Pokazywanie postów oznaczonych etykietą Barcelona. Pokaż wszystkie posty
Pokazywanie postów oznaczonych etykietą Barcelona. Pokaż wszystkie posty

27 kwietnia 2012

Carlos Ruiz Zafon, Więzień nieba.

Nowa powieść Zafóna niektórych zachwyci, inni będą czuć niedosyt po przeczytaniu książki, a jeszcze inni będą twierdzić, że i tak najlepszą książką tego Autora jest Cień wiatru. Więzień nieba to trzecia kontynuacja opowieści Daniela, która przenosi nas w rok 1957. Daniel Sempere jest mężem Bei i ojcem Juliana. Wraz z ojcem pracuje w księgarni Sempere i Synowie, której obrót finansowy nie jest najlepszy. Przyjaciel Daniela, Fermín Romero de Torres, który już niedługo ma opuścić stan kawalerski. Tuz przed Bożym Narodzeniem księgarnie odwiedza tajemniczy i kaleki osobnik, który pozostawia Danielowi książkowy prezent dla Fermina. Daniel zaintrygowany odnalezionym w niej wpisem postanawia śledzić nieznajomego. Śledztwo właściwie do niczego nie prowadzi, a Fermin na początku niechętnie odpowiada na zadawane pytanie. Wkrótce jednak decyduje się powierzyć Danielowi swoją przeszłość pełną cieni, smutku, przemocy, cierpienia i mrocznych zagadek. Oszołomiony bohater będzie musiał zmierzyć się z tym, co dotąd było niewiadome.

Ponownie wędrujemy ulicami Barcelony i poznajemy historię tego miasta. Historia dotycząca więzienia na wzgórzu Montjuic jest pełna goryczy i niebezpieczeństwa. Czytelnik powraca do losów Isabelli Sempere i Davida Martina.

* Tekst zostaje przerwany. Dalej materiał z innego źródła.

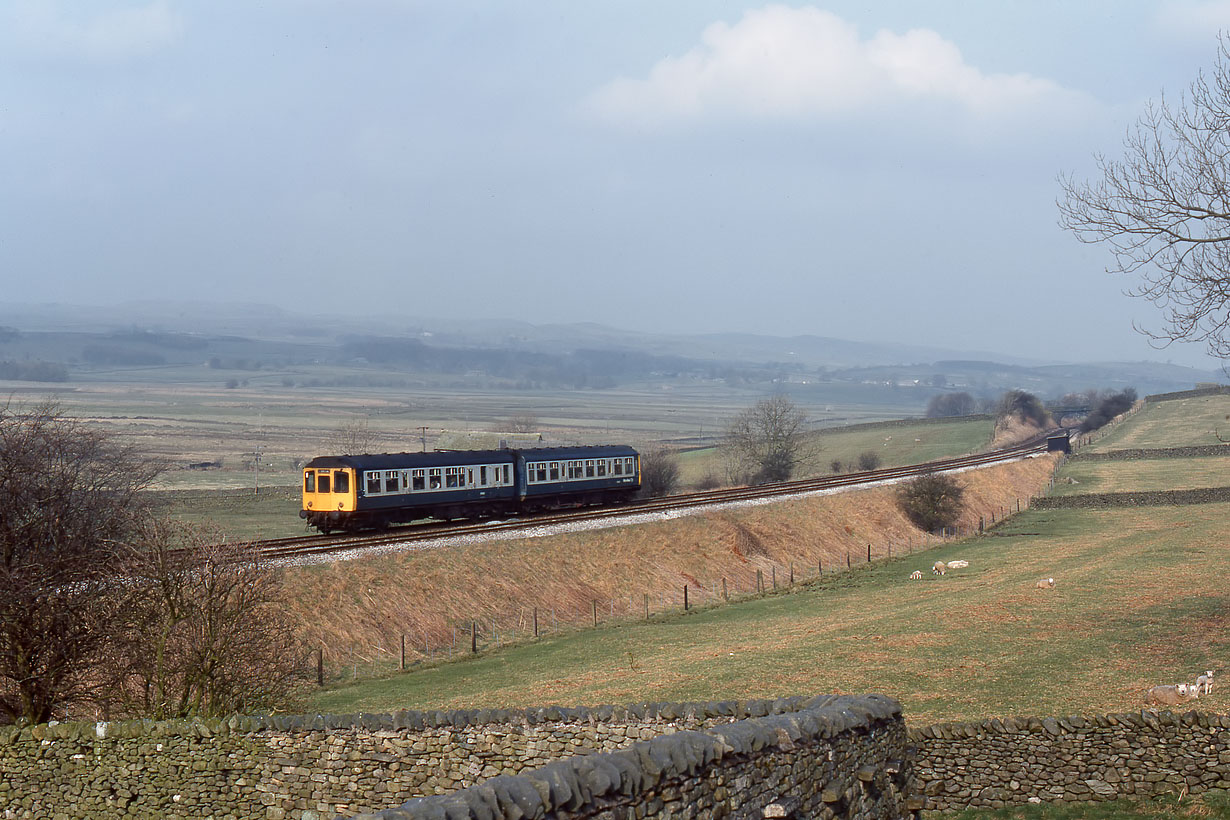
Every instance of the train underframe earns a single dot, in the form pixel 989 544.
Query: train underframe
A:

W ten sposób czytelnik ma świadomość, że rzeczywiście czyta cykl, bo wszystkie trzy powieści: Cień wiatru, Gra anioła i Więzień nieba, łączą się. Mniej jest jednak o cmentarzu Zapomnianych Książek.

Książka inteligentnie napisana i charakterystycznym dla Zafóna stylem, może wciągnąć czytelnika. Podobał mi się zwłaszcza humor i ironia Fermina. Zafón nie odkrywa jednak w powieści kart do końca. Pozostawia otwartą furtkę na kontynuacje w kolejnej pozycji, przez co czytelnik może czuć się zawiedziony, niemal oszukany. Stosując niedopowiedzenia, trzyma czytelnika w oczekiwaniu. Podkreśla, że prawdziwa Historia jeszcze się nie skończyła. Dopiero się zaczęła. Przeczytałam, ale porwana tajemnicami nie zostałam. Umocniłam się tylko w przekonaniu, że do fanów Zafóna należeć jednak nie będę. Rzecz gustu.


Carlos Ruiz Zafon, Więzień nieba, wydawnictwo Muza, premiera 16 kwietnia 2012, oprawa miękka, stron 416.